Ich hab's immer gewußt: Es lohnt sich doch, alte Zeitungen zu lesen, und seien es nur die von vor ein paar Tagen. Zwar macht das Geschrei der letzten Wochen nach noch mehr Videoüberwachung, Verbindungsdaten- und E-Mail-Speicherung, Zentraldateien und endlich auch "schärferer Kontrolle des Internets" (FR 24.08.2006:1, 4) auch im Rückblick keinen Spaß, aber wenn man genau sucht, kann man hier und da erstaunliche Perlen der Vernunft entdecken. So dürfte sich der interessierte Leser, dem bereits der stramme Marsch in den Polizeistaat reichlich faschistoid vorkommt, über die Warnung des "Ethikverbandes der Deutschen Wirtschaft" vor einem "um sich greifenden Faschismus in der Wirtschaft" erst recht freuen: "Das Wesen des Faschismus sei es, ein System für schützenswerter zu halten als die darin lebenden und arbeitenden Menschen (...). 'Bisher haben wir uns in der Bundesrepublik erfolgreich gegen politischen Faschismus gewehrt, nun scheint ein ökonomischer Faschismus genau dort um sich zu greifen, wo Unternehmen den wirtschaftlichen Erfolg über jede redliche Form des sozialen Miteinanders stellen'" (FR 15.08.2006:10).
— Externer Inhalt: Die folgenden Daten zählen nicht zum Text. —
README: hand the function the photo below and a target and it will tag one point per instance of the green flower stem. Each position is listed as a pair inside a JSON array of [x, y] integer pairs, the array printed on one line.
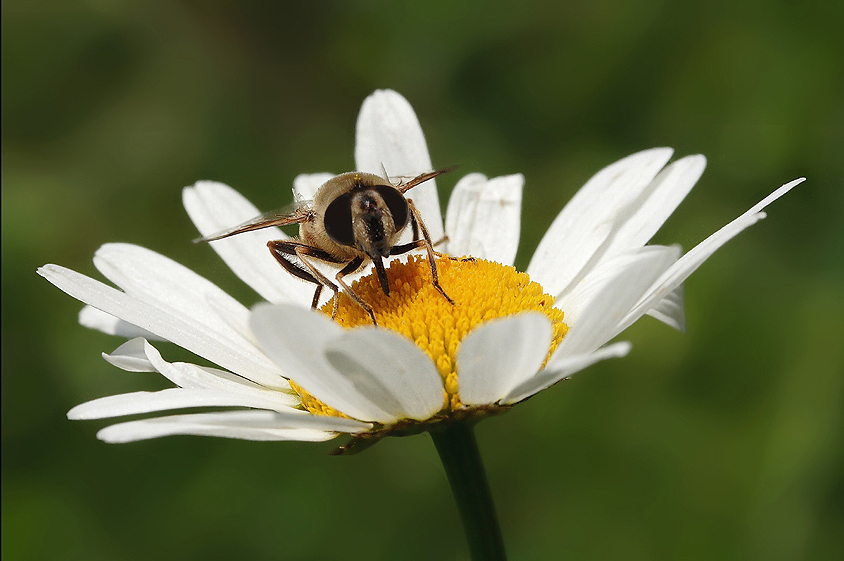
[[461, 459]]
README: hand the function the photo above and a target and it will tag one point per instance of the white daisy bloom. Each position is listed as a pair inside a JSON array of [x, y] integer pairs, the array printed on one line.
[[295, 374]]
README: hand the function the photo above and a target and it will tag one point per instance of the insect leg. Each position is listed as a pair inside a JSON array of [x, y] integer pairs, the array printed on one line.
[[351, 267], [285, 250], [416, 218]]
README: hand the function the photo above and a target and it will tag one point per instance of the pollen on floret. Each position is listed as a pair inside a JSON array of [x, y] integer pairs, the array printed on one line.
[[481, 290]]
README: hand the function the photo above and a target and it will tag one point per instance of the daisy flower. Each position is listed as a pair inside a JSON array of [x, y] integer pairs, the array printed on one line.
[[293, 373]]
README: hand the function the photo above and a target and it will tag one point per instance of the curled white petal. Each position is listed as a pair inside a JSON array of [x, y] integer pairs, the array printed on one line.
[[563, 369], [93, 318], [176, 398], [165, 325], [484, 217], [246, 425], [688, 263], [389, 137], [586, 223], [628, 281]]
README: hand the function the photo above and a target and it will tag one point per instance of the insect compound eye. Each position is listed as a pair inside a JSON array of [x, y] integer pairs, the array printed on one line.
[[396, 203], [338, 220]]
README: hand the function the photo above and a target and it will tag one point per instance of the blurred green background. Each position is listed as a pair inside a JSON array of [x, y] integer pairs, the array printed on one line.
[[726, 442]]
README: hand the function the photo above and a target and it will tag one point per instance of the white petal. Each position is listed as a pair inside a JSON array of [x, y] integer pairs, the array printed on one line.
[[686, 265], [138, 355], [634, 274], [247, 425], [175, 398], [110, 325], [306, 185], [584, 225], [296, 338], [563, 369], [330, 364], [575, 302], [500, 355], [671, 310], [390, 370], [169, 286], [163, 324], [483, 217], [642, 217], [213, 207], [390, 137]]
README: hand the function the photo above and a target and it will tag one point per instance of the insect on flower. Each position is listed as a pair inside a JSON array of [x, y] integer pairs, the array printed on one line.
[[355, 217]]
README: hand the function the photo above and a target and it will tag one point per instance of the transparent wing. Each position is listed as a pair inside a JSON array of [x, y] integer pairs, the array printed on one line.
[[404, 187], [295, 213]]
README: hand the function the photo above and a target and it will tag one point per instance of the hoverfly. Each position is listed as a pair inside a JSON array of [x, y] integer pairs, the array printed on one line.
[[355, 218]]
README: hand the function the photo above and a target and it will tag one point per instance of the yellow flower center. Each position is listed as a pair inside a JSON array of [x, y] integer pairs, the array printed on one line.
[[482, 291]]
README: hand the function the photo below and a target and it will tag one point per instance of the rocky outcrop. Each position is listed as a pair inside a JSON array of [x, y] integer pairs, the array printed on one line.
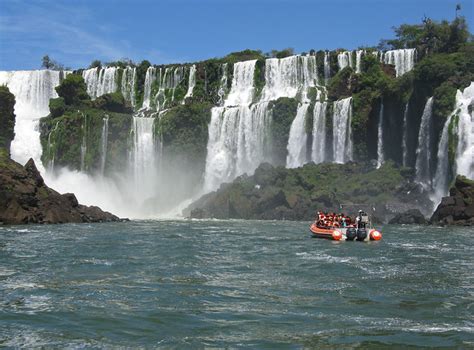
[[458, 207], [7, 117], [410, 217], [25, 198], [296, 194]]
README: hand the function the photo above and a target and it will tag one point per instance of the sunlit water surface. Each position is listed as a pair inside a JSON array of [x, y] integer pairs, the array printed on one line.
[[197, 284]]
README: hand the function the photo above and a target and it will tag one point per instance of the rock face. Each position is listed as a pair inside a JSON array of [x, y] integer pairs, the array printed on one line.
[[458, 208], [296, 194], [7, 117], [412, 216], [24, 198]]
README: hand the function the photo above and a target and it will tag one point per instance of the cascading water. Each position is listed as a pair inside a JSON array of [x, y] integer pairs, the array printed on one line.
[[143, 159], [223, 85], [342, 138], [344, 59], [150, 78], [405, 135], [465, 147], [327, 67], [380, 155], [32, 90], [359, 54], [462, 125], [403, 59], [100, 81], [191, 82], [103, 143], [84, 141], [167, 81], [237, 137], [241, 91], [51, 146], [128, 84], [287, 76], [318, 149], [423, 151], [297, 139]]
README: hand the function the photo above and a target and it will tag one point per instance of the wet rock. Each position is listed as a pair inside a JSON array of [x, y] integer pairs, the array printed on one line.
[[458, 208], [412, 216], [25, 198]]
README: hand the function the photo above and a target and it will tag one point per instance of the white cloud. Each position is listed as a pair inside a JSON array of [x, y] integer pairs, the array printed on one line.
[[70, 34]]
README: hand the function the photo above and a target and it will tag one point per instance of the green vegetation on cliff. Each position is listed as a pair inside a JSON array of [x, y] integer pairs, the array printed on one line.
[[77, 121], [283, 113], [7, 118], [296, 194]]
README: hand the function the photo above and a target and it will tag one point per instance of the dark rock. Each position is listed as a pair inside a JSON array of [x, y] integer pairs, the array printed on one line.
[[277, 193], [412, 216], [458, 208], [25, 198]]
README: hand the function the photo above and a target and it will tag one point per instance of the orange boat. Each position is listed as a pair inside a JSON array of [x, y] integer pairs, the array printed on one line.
[[365, 231]]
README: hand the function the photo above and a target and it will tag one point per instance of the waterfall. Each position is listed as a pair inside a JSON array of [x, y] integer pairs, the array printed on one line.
[[237, 142], [405, 135], [191, 82], [51, 146], [297, 139], [143, 158], [150, 78], [236, 132], [318, 151], [223, 85], [84, 141], [344, 59], [32, 90], [465, 147], [423, 152], [286, 77], [359, 60], [327, 66], [380, 156], [241, 90], [403, 60], [464, 158], [128, 84], [103, 143], [342, 138], [167, 83], [100, 81]]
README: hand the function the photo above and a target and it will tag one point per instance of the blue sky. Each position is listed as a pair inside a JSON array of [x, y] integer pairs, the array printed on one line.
[[77, 32]]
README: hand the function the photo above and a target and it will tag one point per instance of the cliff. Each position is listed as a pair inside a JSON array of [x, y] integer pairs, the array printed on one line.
[[458, 207], [7, 118], [25, 198], [296, 194]]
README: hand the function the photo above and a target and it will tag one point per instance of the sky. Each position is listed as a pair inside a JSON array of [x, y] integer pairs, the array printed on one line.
[[76, 32]]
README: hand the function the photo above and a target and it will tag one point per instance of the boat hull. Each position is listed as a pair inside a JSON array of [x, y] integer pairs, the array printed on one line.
[[339, 233]]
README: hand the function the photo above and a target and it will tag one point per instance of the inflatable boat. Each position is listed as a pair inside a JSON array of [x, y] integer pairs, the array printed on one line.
[[345, 233], [343, 228]]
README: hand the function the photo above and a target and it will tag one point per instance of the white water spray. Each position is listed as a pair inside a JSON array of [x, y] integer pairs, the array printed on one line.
[[380, 155], [318, 150], [297, 139], [342, 138], [423, 151]]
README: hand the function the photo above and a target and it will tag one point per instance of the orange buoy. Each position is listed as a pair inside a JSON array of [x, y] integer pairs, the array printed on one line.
[[336, 235], [375, 235]]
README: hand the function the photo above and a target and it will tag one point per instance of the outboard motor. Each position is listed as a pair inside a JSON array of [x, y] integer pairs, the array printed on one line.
[[361, 234], [351, 234]]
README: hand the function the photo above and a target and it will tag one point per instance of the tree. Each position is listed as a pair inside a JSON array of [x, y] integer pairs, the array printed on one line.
[[73, 89]]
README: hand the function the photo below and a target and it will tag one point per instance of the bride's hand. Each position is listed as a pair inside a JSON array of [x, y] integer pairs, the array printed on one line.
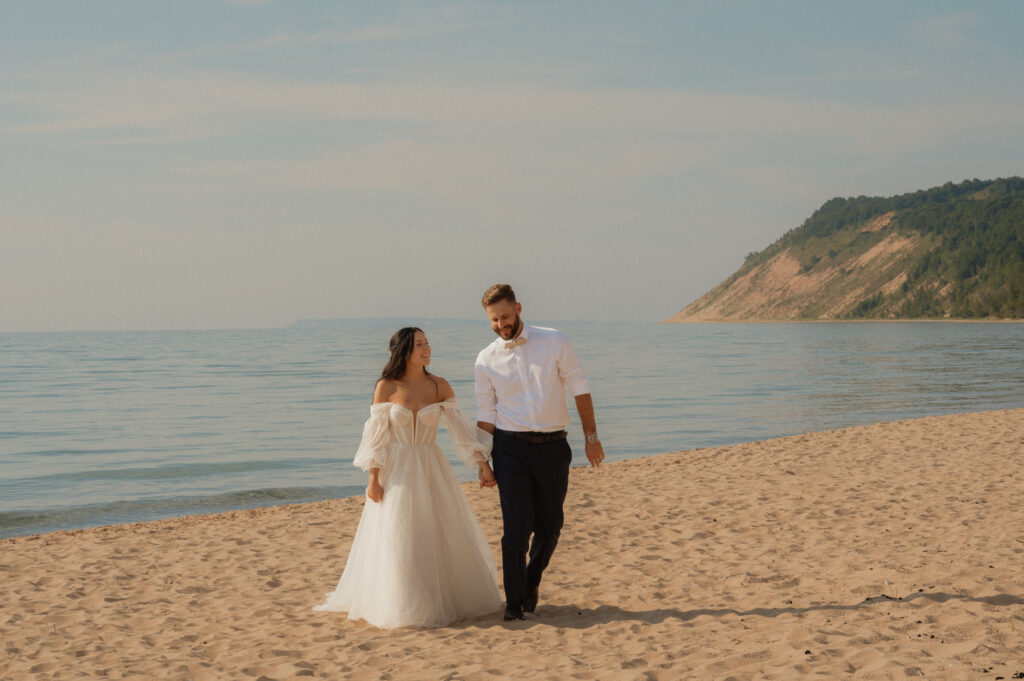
[[374, 491], [486, 475]]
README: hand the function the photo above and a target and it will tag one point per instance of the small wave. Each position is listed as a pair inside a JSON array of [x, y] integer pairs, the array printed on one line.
[[172, 471], [19, 523]]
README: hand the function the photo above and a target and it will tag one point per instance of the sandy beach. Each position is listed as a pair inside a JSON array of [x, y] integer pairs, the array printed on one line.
[[878, 552]]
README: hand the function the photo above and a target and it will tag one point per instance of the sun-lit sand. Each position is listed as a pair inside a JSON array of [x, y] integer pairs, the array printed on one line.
[[879, 552]]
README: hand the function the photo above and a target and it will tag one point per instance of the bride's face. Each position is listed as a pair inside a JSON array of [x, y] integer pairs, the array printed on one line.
[[421, 350]]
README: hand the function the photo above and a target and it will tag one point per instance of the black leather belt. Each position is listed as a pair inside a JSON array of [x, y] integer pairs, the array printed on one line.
[[531, 436]]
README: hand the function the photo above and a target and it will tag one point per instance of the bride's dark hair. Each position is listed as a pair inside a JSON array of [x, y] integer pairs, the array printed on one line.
[[401, 345]]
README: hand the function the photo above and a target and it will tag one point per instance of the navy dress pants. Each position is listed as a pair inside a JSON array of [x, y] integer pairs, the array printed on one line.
[[531, 484]]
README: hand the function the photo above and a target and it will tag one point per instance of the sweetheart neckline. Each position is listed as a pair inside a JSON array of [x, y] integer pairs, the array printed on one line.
[[415, 412]]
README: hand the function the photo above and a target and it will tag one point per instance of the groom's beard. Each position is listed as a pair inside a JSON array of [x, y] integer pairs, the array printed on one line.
[[508, 333]]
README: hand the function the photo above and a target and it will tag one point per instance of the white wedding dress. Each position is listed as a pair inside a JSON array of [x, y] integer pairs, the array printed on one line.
[[419, 557]]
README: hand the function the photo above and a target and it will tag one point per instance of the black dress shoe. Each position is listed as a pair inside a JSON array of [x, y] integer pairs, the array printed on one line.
[[529, 603], [513, 613]]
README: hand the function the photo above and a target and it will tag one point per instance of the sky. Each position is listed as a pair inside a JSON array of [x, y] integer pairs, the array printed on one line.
[[245, 164]]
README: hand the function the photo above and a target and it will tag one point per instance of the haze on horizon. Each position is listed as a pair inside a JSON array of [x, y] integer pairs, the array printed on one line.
[[248, 164]]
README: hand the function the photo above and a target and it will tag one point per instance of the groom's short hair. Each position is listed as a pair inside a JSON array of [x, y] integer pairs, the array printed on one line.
[[498, 293]]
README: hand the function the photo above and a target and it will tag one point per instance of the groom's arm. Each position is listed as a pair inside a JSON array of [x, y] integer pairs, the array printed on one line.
[[585, 407]]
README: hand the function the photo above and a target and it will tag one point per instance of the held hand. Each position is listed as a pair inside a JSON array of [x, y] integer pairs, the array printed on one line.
[[375, 492], [485, 474]]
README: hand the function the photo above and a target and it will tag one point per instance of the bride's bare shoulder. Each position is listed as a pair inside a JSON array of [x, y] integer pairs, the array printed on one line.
[[384, 389]]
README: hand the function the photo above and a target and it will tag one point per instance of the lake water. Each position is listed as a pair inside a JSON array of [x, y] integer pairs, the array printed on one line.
[[100, 428]]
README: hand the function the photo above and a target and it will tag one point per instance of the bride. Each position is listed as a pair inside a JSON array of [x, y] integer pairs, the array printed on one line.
[[419, 558]]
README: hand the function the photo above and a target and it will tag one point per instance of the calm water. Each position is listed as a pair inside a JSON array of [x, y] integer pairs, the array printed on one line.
[[99, 428]]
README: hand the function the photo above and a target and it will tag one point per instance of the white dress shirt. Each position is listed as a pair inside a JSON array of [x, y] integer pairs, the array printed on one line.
[[523, 387]]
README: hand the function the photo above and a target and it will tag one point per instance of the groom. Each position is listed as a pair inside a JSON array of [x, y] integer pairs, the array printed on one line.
[[521, 379]]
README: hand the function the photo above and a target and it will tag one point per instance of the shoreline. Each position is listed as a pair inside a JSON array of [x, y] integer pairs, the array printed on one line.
[[888, 550], [950, 321]]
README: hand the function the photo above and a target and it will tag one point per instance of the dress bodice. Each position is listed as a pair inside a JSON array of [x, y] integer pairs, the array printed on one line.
[[391, 426], [419, 427]]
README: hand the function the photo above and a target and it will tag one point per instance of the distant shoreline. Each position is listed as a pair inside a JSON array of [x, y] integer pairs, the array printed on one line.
[[950, 321]]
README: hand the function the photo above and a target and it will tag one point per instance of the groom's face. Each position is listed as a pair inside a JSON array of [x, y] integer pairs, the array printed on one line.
[[505, 318]]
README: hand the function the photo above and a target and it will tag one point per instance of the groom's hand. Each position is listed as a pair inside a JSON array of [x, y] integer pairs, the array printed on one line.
[[486, 475]]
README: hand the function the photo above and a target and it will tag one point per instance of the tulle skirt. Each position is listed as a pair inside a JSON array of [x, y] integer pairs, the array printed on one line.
[[419, 557]]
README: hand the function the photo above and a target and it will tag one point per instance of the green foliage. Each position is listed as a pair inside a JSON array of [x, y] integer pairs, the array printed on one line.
[[975, 268]]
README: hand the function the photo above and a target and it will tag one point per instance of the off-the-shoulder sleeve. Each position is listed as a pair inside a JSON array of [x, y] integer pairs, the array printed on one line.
[[375, 445], [471, 443]]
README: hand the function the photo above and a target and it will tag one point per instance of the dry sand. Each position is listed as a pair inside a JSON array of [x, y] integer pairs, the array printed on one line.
[[879, 552]]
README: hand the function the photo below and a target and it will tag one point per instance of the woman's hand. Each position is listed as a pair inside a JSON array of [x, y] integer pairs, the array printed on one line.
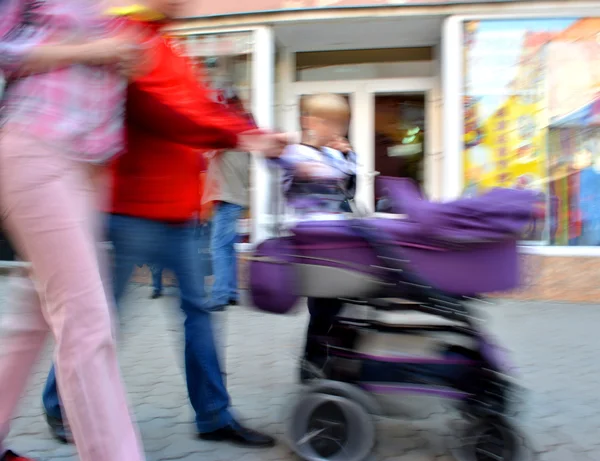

Die zombieartig aus der Frühzeit der Industrialisierung wiederkehrenden Debatten über Arbeitnehmerrechte, Mindestlohn, Jugendschutz in der Arbeit etc. fügen sich in diese Perspektive natürlich bestens ein. Eine "redliche Form des sozialen Miteinanders" gerät aber nicht nur innerhalb von Firmen unter die Räder, wie etwa der kreuzdumme Satz "Die vorzeitige Stilllegung der sicheren Kernkraftwerke in Deutschland läuft auf eine irreversible Schädigung des Standorts Deutschland hinaus" (Positionspapier von neun unionsgeführten Ländern, FR 23.08.2006:4) zeigt. Wir erinnern uns: Kernkraft ist eine Hochrisikotechnologie, die potentiell die Gesundheit jedes einzelnen Bürgers gefährdet. Wir erinnern uns ferner: Es geht gerne mal was schief, nicht nur potentiell, zum Beispiel in einem ganz, ganz sicheren schwedischen Kraftwerk, wo ein ganz, ganz sicheres Bauteil versagt hat, das auch in ganz, ganz sicheren deutschen Anlagen verbaut ist. Alles scheißegal, der
Joker "Standort" schlägt alles. (Übrigens: "Die Kieler Atomaufsicht bestätigte Sicherheitsmängel am AKW Brunsbüttel, um dessen Laufzeitverlängerung gekämpft wird. 'Brunsbüttel entspricht nicht dem Stand modernster Sicherheit und Technik' und weise eine 'Reihe von Abweichungen' auf, räumte das Sozialministerium ein. Jedoch sei kein Punkt so gewichtig, 'dass er ein unmittelbares Abschalten des Reaktors erfordern würde'".)